Dans un second temps, le gérant devenu associé à 100% des parts sociales a apporté l’intégralité de ses parts de la SARL à une SA. La valorisation des actions était alors fixée à 475 000 euros.
La SARL était transformée ensuite en SAS et l’ensemble des actions vendues à un tiers pour 528 000 euros. Cette opération avait lieu à peine trois mois après la première acquisition des parts de la SARL par le gérant. Il est important de souligner un fait qui a été discuté pendant la procédure, à savoir que les discussions avec le tiers avaient commencé lorsque le coassocié historique était en train de vendre ses parts sociales à son coassocié gérant.
Validité du consentement du vendeur des parts sociales selon la Cour d’appel
Dans ce contexte, l’associé non-gérant a appris pour quel montant l’intégralité des parts sociales avaient été finalement cédées à un tiers et s’est logiquement sentie lésé. L’avocat de cet associé a présenté une demande de dommages et intérêts fondée sur le dol, et plus précisément la réticence dolosive, c’est-à-dire la « dissimulation intentionnelle par l’un des contractants d’une information dont il sait le caractère déterminant pour l’autre partie » selon la définition du Code civil.
La Cour d’appel a rejeté la demande de la société. Les juges relèvent que les pourparlers avec le tiers intéressé par l’intégralité des parts sociales qui étaient en cours étaient peu avancés. Ainsi, pour les juges d’appel le consentement du cédant n’aurait pas pu être influencé s’il en avait eu connaissance. Pour la Cour d’appel la cession des parts sociales s‘était donc déroulée parfaitement normalement. La vente des parts sociales par la société Pléiade a donc été considérée comme valable et n’a pas été remise en cause.
Devoir de loyauté du vendeur des parts sociales
La Cour de cassation retient cependant la responsabilité du coassocié vendeur en raison de son niveau de connaissance de la société en tant que gérant de la société. Pour la Cour de cassation, la loyauté consiste à révéler des informations relatives à des pourparlers en cours. Toutes les informations susceptibles d’influer sur le consentement du cocontractant doivent être révélées. Or, le fait d’exercer un mandat de gérant permet d’avoir une large visibilité, notamment sur la comptabilité et les opérations de la société vendue. Dans le cadre d’une cession de parts, le cocontractant, qui dispose d’informations, doit alors, selon les juges, livrer spontanément ces informations et ne peut pas se contenter de répondre aux demandes de documents de la part de l’autre cocontractant.

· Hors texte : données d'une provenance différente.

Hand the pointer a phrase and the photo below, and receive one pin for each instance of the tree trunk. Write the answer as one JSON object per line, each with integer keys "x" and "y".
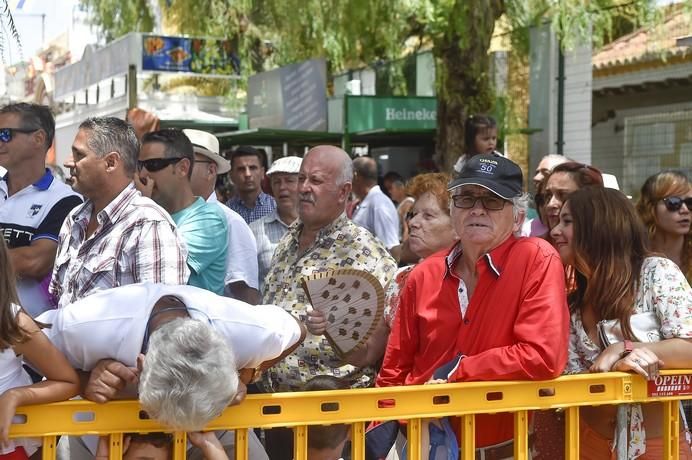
{"x": 462, "y": 66}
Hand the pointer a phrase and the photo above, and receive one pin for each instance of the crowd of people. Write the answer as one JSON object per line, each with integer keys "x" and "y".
{"x": 138, "y": 281}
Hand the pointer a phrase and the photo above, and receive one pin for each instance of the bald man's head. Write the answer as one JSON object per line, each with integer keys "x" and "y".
{"x": 336, "y": 159}
{"x": 324, "y": 184}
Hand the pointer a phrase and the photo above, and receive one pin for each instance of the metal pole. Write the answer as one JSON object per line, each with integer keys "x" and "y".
{"x": 560, "y": 101}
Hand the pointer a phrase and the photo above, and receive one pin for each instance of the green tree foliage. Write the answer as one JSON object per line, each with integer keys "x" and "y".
{"x": 353, "y": 33}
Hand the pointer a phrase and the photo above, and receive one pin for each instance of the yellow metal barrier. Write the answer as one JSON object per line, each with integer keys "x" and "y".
{"x": 357, "y": 407}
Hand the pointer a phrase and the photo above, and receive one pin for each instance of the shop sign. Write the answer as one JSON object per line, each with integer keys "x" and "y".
{"x": 367, "y": 113}
{"x": 207, "y": 56}
{"x": 670, "y": 385}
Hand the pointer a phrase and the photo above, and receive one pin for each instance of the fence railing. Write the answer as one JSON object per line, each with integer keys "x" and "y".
{"x": 358, "y": 407}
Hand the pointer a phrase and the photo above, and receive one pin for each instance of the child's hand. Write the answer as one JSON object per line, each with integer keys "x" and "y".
{"x": 209, "y": 445}
{"x": 107, "y": 379}
{"x": 8, "y": 407}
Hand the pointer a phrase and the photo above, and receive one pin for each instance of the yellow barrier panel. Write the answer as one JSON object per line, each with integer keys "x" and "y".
{"x": 572, "y": 433}
{"x": 360, "y": 406}
{"x": 468, "y": 437}
{"x": 521, "y": 435}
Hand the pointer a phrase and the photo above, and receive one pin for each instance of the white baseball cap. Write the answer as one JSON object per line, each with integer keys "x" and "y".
{"x": 289, "y": 165}
{"x": 207, "y": 144}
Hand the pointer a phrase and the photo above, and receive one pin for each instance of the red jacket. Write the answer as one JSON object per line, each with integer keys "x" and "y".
{"x": 516, "y": 326}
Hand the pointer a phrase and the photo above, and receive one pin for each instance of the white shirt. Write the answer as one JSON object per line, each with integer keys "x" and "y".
{"x": 377, "y": 214}
{"x": 110, "y": 324}
{"x": 241, "y": 258}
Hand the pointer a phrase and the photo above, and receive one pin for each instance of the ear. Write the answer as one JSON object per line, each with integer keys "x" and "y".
{"x": 40, "y": 137}
{"x": 344, "y": 192}
{"x": 112, "y": 160}
{"x": 140, "y": 362}
{"x": 518, "y": 222}
{"x": 184, "y": 166}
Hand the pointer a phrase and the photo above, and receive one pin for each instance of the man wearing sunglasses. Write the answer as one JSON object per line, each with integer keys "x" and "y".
{"x": 164, "y": 169}
{"x": 33, "y": 203}
{"x": 117, "y": 237}
{"x": 492, "y": 307}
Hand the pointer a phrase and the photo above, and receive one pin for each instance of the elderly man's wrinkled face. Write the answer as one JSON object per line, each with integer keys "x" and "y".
{"x": 482, "y": 219}
{"x": 321, "y": 198}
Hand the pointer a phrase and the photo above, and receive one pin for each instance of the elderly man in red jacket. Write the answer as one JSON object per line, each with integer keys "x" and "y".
{"x": 494, "y": 304}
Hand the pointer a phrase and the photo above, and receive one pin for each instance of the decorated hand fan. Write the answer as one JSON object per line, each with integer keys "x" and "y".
{"x": 352, "y": 300}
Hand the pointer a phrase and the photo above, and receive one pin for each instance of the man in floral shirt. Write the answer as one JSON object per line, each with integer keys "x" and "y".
{"x": 323, "y": 238}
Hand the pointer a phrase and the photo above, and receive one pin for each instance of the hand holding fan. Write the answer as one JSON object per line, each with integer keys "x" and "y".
{"x": 353, "y": 303}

La Cour de cassation profite ainsi de cet arrêt pour rappeler très clairement le principe de loyauté à la charge du dirigeant acquéreur de titres de sa société dans la cession d’entreprise soumise au droit français en précisant que « manque à son devoir de loyauté le dirigeant cessionnaire qui n’informe pas l’associé cédant de négociations en cours avec un tiers en vue de la revente des titres objet de la cession, peu important leur état d’avancement ».